In puncto musikalischer Leistungen vernahm man Solideres (Dirigent: Warcislaw Kunc). 100 Mitwirkende versprach die Werbung sollten in Werder dabei sein. Aber man konnte nur 60 zählen. Musiker und Chor traten in Kammermusikbesetzung auf. Tonschön wurde zwar gesungen und musiziert, doch die mächtigen groß angelegten Chorszenen verlangen Kraft und Aplomb.Dies war aus dem Orchesterzelt und von dem schmächtigen Chor nicht zu hören. Dafür aber von den Solisten.

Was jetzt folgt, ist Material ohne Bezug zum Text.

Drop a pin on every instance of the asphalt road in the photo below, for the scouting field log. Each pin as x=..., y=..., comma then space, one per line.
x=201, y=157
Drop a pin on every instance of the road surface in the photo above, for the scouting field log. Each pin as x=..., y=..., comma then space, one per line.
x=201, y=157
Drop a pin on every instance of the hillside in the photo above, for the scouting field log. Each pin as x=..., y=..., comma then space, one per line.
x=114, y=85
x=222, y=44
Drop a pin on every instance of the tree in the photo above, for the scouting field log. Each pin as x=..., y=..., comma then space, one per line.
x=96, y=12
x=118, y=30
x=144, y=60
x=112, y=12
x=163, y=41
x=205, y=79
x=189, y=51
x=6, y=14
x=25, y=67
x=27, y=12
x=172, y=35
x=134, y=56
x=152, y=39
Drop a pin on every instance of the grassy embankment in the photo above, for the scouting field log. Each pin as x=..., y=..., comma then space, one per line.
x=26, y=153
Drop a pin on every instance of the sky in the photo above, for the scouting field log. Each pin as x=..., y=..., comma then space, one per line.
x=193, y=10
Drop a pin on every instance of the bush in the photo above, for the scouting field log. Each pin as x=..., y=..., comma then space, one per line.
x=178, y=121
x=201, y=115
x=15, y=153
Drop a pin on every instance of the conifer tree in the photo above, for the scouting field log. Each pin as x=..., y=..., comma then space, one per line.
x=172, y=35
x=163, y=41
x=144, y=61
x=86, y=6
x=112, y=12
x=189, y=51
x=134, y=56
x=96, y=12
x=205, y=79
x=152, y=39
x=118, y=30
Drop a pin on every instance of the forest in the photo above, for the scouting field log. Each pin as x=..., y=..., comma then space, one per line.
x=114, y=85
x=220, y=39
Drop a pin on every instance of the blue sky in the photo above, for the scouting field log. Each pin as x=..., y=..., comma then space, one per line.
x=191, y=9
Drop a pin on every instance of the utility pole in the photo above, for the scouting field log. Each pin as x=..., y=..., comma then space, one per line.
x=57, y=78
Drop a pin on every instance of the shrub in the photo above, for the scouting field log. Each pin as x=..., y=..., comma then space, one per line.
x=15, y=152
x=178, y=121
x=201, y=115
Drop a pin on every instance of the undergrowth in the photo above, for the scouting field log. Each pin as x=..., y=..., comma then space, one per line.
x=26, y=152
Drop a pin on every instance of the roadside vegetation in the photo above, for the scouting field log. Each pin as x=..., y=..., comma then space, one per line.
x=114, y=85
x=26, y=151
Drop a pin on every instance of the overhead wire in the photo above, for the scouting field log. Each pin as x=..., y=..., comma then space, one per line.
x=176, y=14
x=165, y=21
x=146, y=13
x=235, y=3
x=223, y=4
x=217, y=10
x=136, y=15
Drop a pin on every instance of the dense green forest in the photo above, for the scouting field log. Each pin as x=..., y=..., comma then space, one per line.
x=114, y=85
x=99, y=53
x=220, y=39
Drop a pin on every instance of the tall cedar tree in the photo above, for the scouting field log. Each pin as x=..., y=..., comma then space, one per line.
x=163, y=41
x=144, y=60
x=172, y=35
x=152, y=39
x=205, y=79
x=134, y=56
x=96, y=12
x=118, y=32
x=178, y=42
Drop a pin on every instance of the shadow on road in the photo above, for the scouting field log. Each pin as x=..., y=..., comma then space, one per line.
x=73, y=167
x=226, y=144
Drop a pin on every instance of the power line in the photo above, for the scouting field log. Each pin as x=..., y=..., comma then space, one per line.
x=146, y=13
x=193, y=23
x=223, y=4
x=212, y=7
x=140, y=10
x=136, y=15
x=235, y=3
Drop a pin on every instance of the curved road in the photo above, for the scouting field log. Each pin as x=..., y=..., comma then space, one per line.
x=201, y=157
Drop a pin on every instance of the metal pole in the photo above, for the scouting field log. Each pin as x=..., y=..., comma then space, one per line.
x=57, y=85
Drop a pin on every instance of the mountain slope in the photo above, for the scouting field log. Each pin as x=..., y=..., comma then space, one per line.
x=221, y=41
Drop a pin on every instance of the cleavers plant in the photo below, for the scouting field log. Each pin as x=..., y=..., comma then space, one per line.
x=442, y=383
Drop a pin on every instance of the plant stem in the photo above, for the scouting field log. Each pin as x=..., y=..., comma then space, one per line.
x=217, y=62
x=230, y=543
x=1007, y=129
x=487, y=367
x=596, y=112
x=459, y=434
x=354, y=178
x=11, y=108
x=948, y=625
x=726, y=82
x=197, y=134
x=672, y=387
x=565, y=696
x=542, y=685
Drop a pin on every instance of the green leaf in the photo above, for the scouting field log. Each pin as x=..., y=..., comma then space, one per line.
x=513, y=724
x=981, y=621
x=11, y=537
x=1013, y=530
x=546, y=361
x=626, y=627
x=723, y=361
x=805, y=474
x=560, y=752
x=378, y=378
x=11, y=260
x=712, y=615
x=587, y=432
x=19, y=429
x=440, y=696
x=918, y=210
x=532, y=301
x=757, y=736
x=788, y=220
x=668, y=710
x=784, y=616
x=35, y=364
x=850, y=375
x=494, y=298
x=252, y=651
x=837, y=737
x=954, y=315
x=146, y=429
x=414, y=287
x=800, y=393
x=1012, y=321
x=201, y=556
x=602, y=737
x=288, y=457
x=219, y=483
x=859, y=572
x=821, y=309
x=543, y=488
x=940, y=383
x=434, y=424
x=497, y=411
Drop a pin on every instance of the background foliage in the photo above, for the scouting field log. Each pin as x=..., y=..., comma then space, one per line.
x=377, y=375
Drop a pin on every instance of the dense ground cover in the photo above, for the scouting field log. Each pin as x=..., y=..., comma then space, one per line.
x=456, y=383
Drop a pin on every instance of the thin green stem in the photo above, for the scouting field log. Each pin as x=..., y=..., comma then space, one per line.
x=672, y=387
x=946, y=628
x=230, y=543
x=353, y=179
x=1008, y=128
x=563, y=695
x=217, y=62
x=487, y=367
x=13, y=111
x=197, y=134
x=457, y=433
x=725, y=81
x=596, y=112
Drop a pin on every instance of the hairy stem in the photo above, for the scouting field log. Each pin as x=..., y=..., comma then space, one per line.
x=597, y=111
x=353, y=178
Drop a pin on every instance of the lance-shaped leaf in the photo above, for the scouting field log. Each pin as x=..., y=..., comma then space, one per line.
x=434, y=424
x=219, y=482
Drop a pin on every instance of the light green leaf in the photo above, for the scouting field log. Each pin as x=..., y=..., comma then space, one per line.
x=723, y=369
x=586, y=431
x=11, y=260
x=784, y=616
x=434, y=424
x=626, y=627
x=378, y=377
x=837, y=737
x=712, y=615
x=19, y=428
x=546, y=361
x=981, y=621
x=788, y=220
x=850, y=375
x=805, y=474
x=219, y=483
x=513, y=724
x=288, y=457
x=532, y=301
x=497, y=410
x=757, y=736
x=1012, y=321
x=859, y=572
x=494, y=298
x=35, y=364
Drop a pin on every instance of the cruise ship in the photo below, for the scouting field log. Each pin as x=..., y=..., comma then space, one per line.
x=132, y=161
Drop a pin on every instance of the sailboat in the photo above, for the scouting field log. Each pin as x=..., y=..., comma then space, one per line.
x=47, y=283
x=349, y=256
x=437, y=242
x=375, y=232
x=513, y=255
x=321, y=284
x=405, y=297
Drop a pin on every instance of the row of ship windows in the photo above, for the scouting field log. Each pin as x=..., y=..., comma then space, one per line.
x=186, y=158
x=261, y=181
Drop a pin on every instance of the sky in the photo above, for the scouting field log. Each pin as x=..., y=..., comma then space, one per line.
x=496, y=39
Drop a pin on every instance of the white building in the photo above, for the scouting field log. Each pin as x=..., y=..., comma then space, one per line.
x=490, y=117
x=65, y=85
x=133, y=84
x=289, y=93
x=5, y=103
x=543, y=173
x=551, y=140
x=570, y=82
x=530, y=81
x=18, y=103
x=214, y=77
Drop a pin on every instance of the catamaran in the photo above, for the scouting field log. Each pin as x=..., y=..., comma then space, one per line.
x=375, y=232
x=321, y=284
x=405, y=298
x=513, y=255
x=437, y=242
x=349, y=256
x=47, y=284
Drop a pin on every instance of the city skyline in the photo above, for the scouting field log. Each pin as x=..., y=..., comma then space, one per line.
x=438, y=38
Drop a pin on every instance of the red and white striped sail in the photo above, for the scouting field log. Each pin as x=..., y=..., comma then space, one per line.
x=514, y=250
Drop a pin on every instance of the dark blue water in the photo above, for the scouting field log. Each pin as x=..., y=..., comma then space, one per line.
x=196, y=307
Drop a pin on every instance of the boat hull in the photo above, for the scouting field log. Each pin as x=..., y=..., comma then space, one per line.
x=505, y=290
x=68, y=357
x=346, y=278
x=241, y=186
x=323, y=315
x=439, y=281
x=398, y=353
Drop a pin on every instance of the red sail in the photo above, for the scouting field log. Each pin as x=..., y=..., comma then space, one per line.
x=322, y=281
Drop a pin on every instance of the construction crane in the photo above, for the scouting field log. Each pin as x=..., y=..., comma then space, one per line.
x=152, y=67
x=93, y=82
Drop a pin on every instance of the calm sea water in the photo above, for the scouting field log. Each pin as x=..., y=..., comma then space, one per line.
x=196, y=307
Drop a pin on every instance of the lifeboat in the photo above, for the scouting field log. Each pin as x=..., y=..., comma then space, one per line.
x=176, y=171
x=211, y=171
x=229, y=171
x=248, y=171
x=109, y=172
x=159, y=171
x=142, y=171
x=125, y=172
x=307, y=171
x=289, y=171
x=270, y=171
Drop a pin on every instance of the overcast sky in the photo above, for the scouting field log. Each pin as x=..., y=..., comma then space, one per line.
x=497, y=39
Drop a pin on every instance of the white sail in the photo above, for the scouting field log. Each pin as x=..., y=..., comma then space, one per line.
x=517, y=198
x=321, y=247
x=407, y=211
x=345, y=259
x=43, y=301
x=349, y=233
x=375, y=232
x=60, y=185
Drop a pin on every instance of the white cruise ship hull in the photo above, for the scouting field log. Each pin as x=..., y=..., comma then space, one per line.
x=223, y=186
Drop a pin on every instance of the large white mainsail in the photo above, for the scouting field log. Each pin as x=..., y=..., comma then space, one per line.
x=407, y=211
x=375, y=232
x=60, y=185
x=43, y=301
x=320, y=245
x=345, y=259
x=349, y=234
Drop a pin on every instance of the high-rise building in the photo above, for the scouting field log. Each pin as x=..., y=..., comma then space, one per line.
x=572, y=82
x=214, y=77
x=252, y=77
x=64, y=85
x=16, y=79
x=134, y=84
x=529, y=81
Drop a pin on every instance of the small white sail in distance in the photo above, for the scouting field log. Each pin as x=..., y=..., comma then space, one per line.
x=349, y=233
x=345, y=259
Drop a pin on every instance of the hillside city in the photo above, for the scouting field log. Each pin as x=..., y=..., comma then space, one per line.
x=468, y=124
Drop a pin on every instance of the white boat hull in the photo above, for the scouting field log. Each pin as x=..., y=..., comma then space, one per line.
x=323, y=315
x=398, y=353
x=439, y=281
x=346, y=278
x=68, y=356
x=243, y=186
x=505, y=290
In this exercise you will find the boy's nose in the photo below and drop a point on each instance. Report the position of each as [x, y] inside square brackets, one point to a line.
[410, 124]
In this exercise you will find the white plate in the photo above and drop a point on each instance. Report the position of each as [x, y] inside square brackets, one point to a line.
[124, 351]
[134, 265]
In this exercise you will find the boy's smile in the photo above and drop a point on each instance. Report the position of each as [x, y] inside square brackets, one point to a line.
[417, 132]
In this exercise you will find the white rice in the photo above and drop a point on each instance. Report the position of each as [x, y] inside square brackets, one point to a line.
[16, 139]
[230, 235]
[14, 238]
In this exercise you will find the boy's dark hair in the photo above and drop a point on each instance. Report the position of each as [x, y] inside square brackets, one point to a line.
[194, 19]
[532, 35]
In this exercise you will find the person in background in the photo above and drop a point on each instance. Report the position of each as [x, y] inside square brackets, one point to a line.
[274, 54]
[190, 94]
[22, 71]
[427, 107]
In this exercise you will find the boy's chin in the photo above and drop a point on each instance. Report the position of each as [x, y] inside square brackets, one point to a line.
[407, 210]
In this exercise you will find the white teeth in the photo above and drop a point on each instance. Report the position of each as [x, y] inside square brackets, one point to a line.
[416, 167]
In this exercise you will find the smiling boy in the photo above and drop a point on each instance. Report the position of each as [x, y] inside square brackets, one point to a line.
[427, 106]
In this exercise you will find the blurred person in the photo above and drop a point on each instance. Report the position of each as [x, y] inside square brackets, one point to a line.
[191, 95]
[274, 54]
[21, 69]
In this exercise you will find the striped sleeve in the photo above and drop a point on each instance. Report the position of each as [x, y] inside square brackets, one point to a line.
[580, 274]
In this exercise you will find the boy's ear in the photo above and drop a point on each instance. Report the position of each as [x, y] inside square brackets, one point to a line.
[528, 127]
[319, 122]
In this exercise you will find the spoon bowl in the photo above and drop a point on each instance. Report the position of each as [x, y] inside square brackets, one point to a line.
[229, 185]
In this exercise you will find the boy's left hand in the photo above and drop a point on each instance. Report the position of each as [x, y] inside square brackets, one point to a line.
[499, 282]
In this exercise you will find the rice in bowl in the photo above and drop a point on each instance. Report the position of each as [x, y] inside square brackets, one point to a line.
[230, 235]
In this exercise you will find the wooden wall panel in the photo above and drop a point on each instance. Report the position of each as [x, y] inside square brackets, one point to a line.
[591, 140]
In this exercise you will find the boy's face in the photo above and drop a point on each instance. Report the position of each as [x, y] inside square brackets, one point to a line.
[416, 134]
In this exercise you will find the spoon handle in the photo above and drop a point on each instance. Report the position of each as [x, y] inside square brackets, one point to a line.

An erster Stelle ist Adam Wozniak zu nennen,der die die Titelpartie mit kultiviertem und ausdrucksstarkem Bariton sang. Auch Jacek Greszta als Prophet Zacharias erfreute mit wunderbarem Bassfundament und schönem Legato. Der Raffinesse der schwierigen Partie der machtbesessenen Abigaille wurde die Sopranistin Barbara Zarnowiecka erst nach der Pause gerecht. Nun gerieten die furiosen Attacken und die wilden Koloraturen nicht mehr so unkontrolliert und eindimensional wie zuvor.

Bei allen Ecken und Kanten: Die Werderaner und ihre Gäste waren am Samstagabend glücklich, dass auf ihrer Insel erstmalig eine Opernaufführung zu erleben war. Sie bedankten sich sich bei den Künstlern von der Stettiner Oper mit lautstarkem Beifall. Walter Kassin, Marketingchef der Stadt, versprach, dass dieses Gastspiel nicht das erste und letzte gewesen sein soll. „Die Werderaner haben mit ihrem Besuch bewiesen, dass sie keineKulturbanausen sind“, sagte er.